WD RED4TB DRIVES + DELL POWERVAULT MD1000 + Atto R680 or R644 = Headache
Hi All, hoping this post manages to catch the attention of guru's like Bob Zelin et al. but would feedback and thoughts all round.
I'm about to start as the DIT on a 3-month feature film. One of the things I've learnt with projects like this is to always make the supply of hard drives and RAIDS especially someone else's responsibility (aka problem/SEP). I find that the on-set environment is one where if something niggly happens with a drive or RAID its far better to be able to call someone who has money invested into a device like that and get them to come and troubleshoot it while I continue to do my 'normal' work on a backup device.
I try to often give this responsibility to either the Post-house responsible for finishing the job, editorial etc. They usually are all too happy because it helps them pay off their relatively expensive and high end hardware and it works great as a motivation to cash strapped productions to get the "right stuff." Often, the moment you try to punt your own personal hardware, I'll simply be told there's "no budget for that" and "can't we just use and recycle a few rugged drives". The moment I'm not making money on drives and saying "this is what we need, phone these guys..." its instantly taken more seriously. I back this "give me the right hardware" thing up with a no-overtime deal, because, well, there shouldn't be if all the right toys are in place.
With this in mind, I requested, amongst several other things, a large, 30-40TB Rackmount Raid I could connect via my R680. The post guys, who are great and I have huge respect for, supplied me with a Dell Powervault MD1000 kitted out with 10x WD RED4TB drives + 2 hotspares and space for another 3 Drives should I wish to add more later...

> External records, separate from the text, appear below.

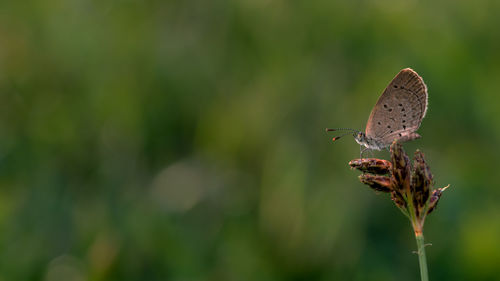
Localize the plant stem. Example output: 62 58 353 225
415 230 429 281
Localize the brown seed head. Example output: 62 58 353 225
410 150 432 216
391 190 406 210
391 141 410 192
427 185 450 214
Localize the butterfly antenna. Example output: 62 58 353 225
326 128 358 141
332 132 351 141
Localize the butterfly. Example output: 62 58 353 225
326 68 428 153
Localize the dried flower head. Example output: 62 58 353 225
349 141 448 228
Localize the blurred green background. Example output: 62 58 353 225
0 0 500 281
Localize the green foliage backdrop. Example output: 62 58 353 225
0 0 500 281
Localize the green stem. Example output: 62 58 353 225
415 231 429 281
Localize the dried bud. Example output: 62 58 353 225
427 185 450 214
349 158 392 175
410 150 432 216
391 141 410 191
359 174 392 192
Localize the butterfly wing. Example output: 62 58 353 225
366 68 427 144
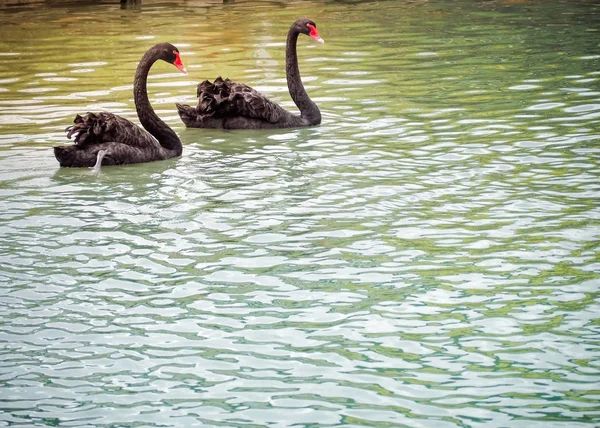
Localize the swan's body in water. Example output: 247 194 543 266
177 18 323 129
54 43 186 171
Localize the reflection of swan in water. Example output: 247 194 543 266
177 18 323 129
54 43 186 171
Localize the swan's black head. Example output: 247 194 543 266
292 18 325 43
154 43 187 74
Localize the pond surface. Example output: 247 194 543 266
0 0 600 428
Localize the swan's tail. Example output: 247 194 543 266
54 145 96 167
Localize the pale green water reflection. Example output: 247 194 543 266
0 0 600 428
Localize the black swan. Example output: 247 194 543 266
177 18 324 129
54 43 187 171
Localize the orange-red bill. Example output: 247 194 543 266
306 24 325 43
173 51 187 74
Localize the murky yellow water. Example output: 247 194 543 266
0 0 600 428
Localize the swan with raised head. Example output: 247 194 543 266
54 43 187 171
177 18 324 129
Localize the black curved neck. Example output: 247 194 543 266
285 25 321 125
133 49 182 156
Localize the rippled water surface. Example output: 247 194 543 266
0 0 600 428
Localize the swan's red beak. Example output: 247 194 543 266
173 51 187 74
306 24 325 43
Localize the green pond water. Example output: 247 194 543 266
0 0 600 428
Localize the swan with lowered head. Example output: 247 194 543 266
54 43 187 171
177 18 324 129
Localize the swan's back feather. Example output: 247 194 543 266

I lent them my R680 so that they could build the RAID while I was busy with gear check, however, it failed twice upon reaching 96% (they tried updating to the most recent firmware on the card on the second attempt).
They decided to switch over to their R644 and try again. Due to a few hiccups with power in their new building, I ended up taking home the chassis over the weekend and left it to finish initialising. It failed at 4:30 this morning at 96%. The beeping alarm woke me up. Having now given up Sunday to troubleshooting what should have been SEP, I'm having trouble letting go of the challenge I've been presented.
I've been at the atto config tool since then trying and testing different options as well as trolling the depths of the interweb for ideas and solutions.
Here's what I think so far:
1) Drive 7 might be faulty and has caused the three initialisation failures
- This seems to be confirmed by the fact that I started two separate RAID0 setups, drives 1 and 2 in one pair and drives 8 and 7 in another. Drives 1+2 are sitting at 85% after a few hours and drives 7+8 are sitting at 49%.
PS All other diagnostics except for the initial error report on the initial failure have turned up clean for drive 7.
2)The Powervault MD1000 might not like the R680 OR the R644? Can't really confirm this in anyway as it seems to be an chassis (only purchased in 2012 though according to the dell website) but the most recent firmware I found seems to be dated 2007.
3) The power vault or R680 might not like the WD40ERFX 4TB drives. They are very new to the market. Can't find any firmware, write-ups or inter web based trouble shooting for them directly.
All the express initialisations I've run seem to work beautifully. Its the advanced one that crashed.
Once this last test on drive 7 completes, I intend to eject it from the system and try to stripe up a RAID6 with 10 of the drives.(maybe 11, using the replacement I get for drive 7 as a hot spare later).
I'll probably use a 256K interleave size with the system to to high priority on rebuilds. I have a spare 16TB Raid of my own on standby in case the big guy gives me any hiccups so my wrangler will continue with that should the Dell need any separate TLC.
Thoughts? Mr. Zelin?
PS. come Tuesday, if this isn't working I'm giving it back to the post guys and asking for a newer box, sorry J ;p
your post guys gave you this drive array, because it's not good enough for them to use. I know I am lecturing you, but are you really doing a DIT job, and NOT charging your client for the drive storage ? Are you out of your mind ? How do you know that these drives are good ? Did you test them ? Are they new ? Did anyone test anything, other than to stick the drives into the array, and hope for the best ?
What if you successfully RAID the array, and then have a catastrophic failure on the set of the shoot, and lose all the media. What will you do then? What will your client do to you ?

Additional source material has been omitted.